I Pastori seguirono docilmente le indicazioni dell’Angelo e furono guidati
fino alla Grotta, dove trovarono il Bambino nella mangiatoia, con Maria e san
Giuseppe: «Invenerunt Mariam, et Joseph et Infantem positum in Praesepio»
(Lc 2, 16). Ebbero la grazia di essere i primi,
dopo Maria e Giuseppe, ad offrire sulla terra un atto di adorazione esterna al
Bambino di Betlemme. Adorandolo, compresero che nella sua apparente fragilità,
Egli era il Messia promesso, il Re dell’universo. Natale è la prima
affermazione della Regalità di Cristo e la mangiatoia è il suo trono. La
mangiatoia era anche lo scrigno della Civiltà cristiana che nasceva e i Pastori
ne furono i primi profeti. Il programma di questa Civiltà era raccolto nelle
parole che una miriade di Angeli proclamò quella notte: «Sia gloria a Dio nell’alto dei Cieli e pace in terra agli uomini
di buona volontà» (Lc 2, 14).
Con immensa gioia, i Pastori andarono ad annunciare ovunque, nei campi e
nei monti, la lieta novella. «Omnes qui audierunt mirati sunt»
(Lc 2, 18), tutti rimasero meravigliati, ma non
tutti si mossero verso la capanna di Betlemme. Molti erano immersi nelle loro
occupazioni e rinunciarono a uno sforzo che avrebbe cambiato la loro vita, nel
tempo e nell’eternità. Tanti altri passarono davanti alla Grotta in quei
giorni, vi si affacciarono forse incuriositi, ma non compresero, o non vollero
comprendere, la meraviglia dell’evento.
Eppure la Regalità del Bambino Gesù fu riconosciuta da alcuni tra gli
uomini più sapienti del tempo. I Magi, Re dell’Oriente, erano uomini i cui
sguardi erano assorti nelle cose celesti, quando nel Cielo apparve loro una
stella. La stella fu per i Magi ciò che l’Angelo era stato per i Pastori: la
voce di Dio che dice di sé «Ego sum stella splendida et matutina»

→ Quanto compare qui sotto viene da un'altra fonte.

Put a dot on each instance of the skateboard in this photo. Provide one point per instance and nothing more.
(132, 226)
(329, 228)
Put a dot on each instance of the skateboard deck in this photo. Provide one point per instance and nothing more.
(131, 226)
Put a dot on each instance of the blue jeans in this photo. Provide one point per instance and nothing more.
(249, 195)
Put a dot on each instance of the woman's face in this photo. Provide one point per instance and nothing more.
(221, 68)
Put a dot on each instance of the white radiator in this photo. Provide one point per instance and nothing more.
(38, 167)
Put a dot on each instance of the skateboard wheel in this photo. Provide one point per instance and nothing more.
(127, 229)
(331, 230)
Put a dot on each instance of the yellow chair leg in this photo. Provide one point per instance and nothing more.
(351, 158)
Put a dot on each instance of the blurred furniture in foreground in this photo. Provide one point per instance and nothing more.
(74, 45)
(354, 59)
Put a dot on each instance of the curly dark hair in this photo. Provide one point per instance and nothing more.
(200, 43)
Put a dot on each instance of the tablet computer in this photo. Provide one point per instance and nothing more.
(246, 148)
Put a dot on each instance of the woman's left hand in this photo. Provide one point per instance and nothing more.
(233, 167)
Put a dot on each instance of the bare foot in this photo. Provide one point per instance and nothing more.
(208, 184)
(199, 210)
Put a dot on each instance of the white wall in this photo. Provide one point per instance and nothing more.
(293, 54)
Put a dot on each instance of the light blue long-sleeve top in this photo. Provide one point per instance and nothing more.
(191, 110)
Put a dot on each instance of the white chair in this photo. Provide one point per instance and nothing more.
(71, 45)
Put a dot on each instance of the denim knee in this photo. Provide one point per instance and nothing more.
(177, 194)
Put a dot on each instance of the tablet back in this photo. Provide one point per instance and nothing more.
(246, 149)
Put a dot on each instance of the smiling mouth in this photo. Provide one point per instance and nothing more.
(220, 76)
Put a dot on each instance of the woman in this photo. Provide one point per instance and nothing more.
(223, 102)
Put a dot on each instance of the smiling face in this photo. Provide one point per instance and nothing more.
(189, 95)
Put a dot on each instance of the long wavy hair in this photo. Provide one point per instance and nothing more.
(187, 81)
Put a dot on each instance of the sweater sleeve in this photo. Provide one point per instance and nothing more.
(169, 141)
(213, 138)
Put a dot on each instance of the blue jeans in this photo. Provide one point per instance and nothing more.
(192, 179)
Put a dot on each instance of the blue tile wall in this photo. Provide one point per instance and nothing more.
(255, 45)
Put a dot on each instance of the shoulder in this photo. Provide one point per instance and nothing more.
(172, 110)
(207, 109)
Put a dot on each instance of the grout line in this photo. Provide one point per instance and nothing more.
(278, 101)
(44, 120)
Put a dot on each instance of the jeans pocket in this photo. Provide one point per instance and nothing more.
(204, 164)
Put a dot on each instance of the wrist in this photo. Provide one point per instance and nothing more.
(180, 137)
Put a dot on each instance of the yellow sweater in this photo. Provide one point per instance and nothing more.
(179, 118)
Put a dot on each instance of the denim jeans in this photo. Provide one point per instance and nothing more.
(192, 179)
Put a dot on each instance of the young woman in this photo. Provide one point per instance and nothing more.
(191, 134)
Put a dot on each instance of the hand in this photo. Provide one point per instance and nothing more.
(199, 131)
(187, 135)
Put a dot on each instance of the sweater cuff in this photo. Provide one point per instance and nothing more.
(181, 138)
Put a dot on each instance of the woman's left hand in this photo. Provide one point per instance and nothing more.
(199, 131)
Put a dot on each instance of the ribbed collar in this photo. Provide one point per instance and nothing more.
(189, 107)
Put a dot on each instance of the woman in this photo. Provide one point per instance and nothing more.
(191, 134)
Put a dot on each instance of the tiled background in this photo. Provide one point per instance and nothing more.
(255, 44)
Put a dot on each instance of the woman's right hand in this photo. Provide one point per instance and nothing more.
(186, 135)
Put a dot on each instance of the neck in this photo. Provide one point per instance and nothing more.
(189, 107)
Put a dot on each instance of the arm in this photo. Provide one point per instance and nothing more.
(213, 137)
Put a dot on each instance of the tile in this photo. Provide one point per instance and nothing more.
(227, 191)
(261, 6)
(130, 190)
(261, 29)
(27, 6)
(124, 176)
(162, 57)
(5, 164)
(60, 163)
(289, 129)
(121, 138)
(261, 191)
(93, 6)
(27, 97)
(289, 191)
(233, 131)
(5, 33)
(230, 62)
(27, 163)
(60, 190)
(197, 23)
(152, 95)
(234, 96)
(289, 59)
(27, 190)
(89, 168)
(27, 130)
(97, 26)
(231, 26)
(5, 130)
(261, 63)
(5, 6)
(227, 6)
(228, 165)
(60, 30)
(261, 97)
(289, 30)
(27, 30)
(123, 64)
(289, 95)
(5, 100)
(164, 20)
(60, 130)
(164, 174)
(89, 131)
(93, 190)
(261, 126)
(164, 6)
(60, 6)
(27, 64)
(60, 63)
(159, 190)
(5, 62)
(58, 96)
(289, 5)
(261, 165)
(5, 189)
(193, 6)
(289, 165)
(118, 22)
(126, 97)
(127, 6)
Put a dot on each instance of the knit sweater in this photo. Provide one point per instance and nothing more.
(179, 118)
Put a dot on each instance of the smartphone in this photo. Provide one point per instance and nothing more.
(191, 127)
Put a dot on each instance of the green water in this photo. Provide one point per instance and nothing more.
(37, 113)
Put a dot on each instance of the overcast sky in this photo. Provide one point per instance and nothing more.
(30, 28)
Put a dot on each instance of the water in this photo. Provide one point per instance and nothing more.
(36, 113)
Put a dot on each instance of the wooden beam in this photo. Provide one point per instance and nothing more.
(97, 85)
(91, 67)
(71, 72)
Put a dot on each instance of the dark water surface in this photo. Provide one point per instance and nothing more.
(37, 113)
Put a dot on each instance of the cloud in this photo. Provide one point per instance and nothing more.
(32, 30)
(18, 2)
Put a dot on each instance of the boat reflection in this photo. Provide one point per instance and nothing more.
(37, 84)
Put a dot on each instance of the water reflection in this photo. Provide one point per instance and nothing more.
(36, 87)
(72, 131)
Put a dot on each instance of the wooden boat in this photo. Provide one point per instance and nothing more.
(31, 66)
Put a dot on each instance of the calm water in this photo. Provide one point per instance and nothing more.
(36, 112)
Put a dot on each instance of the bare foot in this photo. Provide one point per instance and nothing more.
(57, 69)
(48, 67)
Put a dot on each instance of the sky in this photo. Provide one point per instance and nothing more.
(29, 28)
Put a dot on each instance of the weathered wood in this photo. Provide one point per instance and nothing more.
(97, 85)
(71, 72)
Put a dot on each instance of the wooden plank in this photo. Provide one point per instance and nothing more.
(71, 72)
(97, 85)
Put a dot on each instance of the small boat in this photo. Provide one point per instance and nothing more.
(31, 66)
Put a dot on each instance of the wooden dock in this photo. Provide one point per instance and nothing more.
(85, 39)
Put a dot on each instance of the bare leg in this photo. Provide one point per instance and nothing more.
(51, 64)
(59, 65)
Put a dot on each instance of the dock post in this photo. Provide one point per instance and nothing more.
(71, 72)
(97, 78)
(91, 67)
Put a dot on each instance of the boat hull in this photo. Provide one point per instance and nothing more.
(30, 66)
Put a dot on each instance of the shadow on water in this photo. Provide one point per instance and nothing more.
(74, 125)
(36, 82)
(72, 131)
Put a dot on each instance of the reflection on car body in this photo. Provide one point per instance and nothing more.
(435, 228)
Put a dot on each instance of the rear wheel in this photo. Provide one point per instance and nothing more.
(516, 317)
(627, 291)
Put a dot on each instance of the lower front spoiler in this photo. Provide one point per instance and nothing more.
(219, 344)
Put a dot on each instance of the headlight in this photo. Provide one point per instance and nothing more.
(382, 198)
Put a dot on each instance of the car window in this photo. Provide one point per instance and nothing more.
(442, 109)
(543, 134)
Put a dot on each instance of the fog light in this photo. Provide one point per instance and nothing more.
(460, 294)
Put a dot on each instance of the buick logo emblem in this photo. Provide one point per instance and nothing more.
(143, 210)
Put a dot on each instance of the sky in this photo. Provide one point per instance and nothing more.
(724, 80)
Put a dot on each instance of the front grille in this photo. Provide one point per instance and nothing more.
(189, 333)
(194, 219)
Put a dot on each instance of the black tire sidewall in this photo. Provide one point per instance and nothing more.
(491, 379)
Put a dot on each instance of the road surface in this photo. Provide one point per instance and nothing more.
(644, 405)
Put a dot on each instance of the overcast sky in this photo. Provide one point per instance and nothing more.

(Apoc. 22, 16). Anche i Re Magi, come i Pastori, corrisposero
perfettamente all’impulso divino. Essi non furono gli unici a vedere la stella,
e forse non furono gli unici a comprenderne il significato, ma furono i soli a
mettersi in marcia verso Occidente. Altri forse capirono, ma non vollero
abbandonare il loro Paese, le loro dimore, i propri affari.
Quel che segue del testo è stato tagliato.